Loretta SternLiebe Loretta, in dem Vorwort deines Buches „Einmal breifrei, bitte!“ schreibst du, dass selbst die American Academy of Pediatrics zugibt: „DIE BESTE METHODE ZUM BEIFÜTTERN IST NICHT BEKANNT“. Wie kommt es deiner Meinung nach, dass in Deutschland fast flächendeckend die Beikost-Einführung mit Karotten- oder Pastinaken-Brei als „der richtige Weg“ bekannt ist?
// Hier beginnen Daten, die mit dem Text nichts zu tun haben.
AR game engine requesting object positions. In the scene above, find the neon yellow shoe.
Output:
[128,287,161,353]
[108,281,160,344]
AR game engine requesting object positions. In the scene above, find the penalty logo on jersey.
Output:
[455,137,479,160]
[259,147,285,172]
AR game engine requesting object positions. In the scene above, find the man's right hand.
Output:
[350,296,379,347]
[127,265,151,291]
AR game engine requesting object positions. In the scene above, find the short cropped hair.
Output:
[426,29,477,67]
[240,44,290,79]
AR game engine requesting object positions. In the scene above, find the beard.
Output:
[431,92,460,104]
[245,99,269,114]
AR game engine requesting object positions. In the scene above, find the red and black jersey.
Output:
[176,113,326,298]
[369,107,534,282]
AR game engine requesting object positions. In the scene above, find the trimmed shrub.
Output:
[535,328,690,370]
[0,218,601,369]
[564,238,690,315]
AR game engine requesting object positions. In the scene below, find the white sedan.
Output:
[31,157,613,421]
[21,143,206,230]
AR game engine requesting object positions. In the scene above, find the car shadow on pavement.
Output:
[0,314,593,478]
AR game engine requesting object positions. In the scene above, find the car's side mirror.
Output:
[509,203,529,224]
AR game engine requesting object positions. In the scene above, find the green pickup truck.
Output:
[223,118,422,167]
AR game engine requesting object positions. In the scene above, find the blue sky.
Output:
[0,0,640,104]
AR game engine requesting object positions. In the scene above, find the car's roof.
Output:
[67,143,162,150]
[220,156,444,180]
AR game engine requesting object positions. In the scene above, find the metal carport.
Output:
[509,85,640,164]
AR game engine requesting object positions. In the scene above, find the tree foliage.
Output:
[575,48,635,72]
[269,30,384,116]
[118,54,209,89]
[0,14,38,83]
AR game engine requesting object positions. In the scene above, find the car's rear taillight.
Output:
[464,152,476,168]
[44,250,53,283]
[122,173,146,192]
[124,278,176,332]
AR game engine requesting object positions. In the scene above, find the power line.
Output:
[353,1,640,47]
Irgendwie wird das als so eine Art scheinbares traditionelles Wissen immer und immer weitergegeben, und das trotz mittlerweile neuer Studienlage. Selbst als ich noch kein Kind hatte, hatte ich schon mal von Freundinnen gehört, dass man angeblich zuerst eine Sorte Gemüse geben müsse aus bestimmten Gründen, dass man nach und nach die Stillmahlzeiten ersetzen sollte und all solche Sachen. Die Industrie tut natürlich auch das ihre dafür – es gibt Unmengen von Prospekten und Broschüren, die redaktionell aussehen, aber eigentlich bunt ausgerollte Anzeigen sind. So gerät man in eine Art Zugzwang, lässt sich sehr leicht verunsichern und glaubt dann auch, dass man das eben so machen muss. Aber schauen wir mal ein Land weiter, nach Frankreich beispielsweise – da ist das, was man machen muss, schon wieder ganz anders. Beispielsweise wird hier empfohlen, schon sehr früh dem Kind Joghurt anzubieten, was bei uns aus sozusagen klassischer Sicht erst viel später denkbar ist!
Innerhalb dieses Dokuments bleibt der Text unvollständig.